The Last Chameleon

We're now deep into the sixth extinction and the pain of this has accelerated.

My second collection of writings and scribbles - The Last Chameleon - respond to this visceral sense of an ending, and the urgent need for us to create safe havens and sanctuaries for all the not-human-life that is still with us, hiding and trying desperately to hold on.

These two Ecocide poems were published by Suffolk Poetry Society and Art Branches CIC in 2024.

 

LOST MADAGASCAN SOLITUDE

Sloping crystalline falling away skies

nudge a luxuriant forested isle - wide-eyed tree-skipping lemur-strewn -

obediently it slides eastward, ever further distant from anchoring shores.

 

A boat-less earth.

Hunched up blood-licking apes locked into fruit-held rift valleys. 

Sharpening their flints. 

 

The sautéing sifaka, jitters, nervy, princely pirouettes. 

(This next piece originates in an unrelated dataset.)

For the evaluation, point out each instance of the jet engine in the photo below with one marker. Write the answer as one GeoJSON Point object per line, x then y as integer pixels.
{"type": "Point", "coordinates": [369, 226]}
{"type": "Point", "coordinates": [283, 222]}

Esoteric treasure trove, trust-bound, 

assembled exotica anciently unfolds. 

 

In solitude, a jolly party contained together in pacific balance:

reptilian bug-eyed chameleons sure and slow-footed, 

shy slinking Fossa, a lone long-fingered aye-aye absentmindedly 

tapping out dangerous omens in primeval morse code.

 

Waves crash, anguished howls -

one rogue boatful with hungry bellies and hatchets. 

Chameleons adjust multi-coloured jackets 

- to hide away fast. 

 

The island’s grizzled chains slip their moorings

grind down Noah’s Ark of charms. 

Axes sear, slice, ricochet

Malagasy’s pristine wonders slump - wounded, bloodied, defiled.

 

The world’s fourth largest isle, 

once tree carpeted now down to rubbed raw floor boards.  

 

PORTUGUESE SEAHORSE (long-snouted) LIVING ON THE EDGE

A sea creature, to cradle, adore -

escorting its life mate across millennial seascapes.

A bobbing coquettishness

Swimming awkwardly in Algarvian currents. 

 

Horse-tails like baby-hands reach out for Neptune’s parental comforts, 

wrapping around gentle swaying seagrasses. 

A delicate dance and exchange of your 400 young; 

Your once-in-a-life-time long-snouted mate, with ultimate fatherly caresses.

 

The collection of all the Silvery tears 

can’t compensate for Anthropocene encroachments:

An ocean of plasticity, rapacious ripping fishing nets.

A screen-based sea of humanity’s unkindness.

 

Snouts snuffling, a scorched earth tribe,

A noisy distracted indifference: 

Your impending homelessness

Your offsprings’ melancholic fears.

 

New Gods empty out the seas

Ladling in their toxicity and carelessness:

A seagrass meadow depletion

Your cherished young rendered fatherless.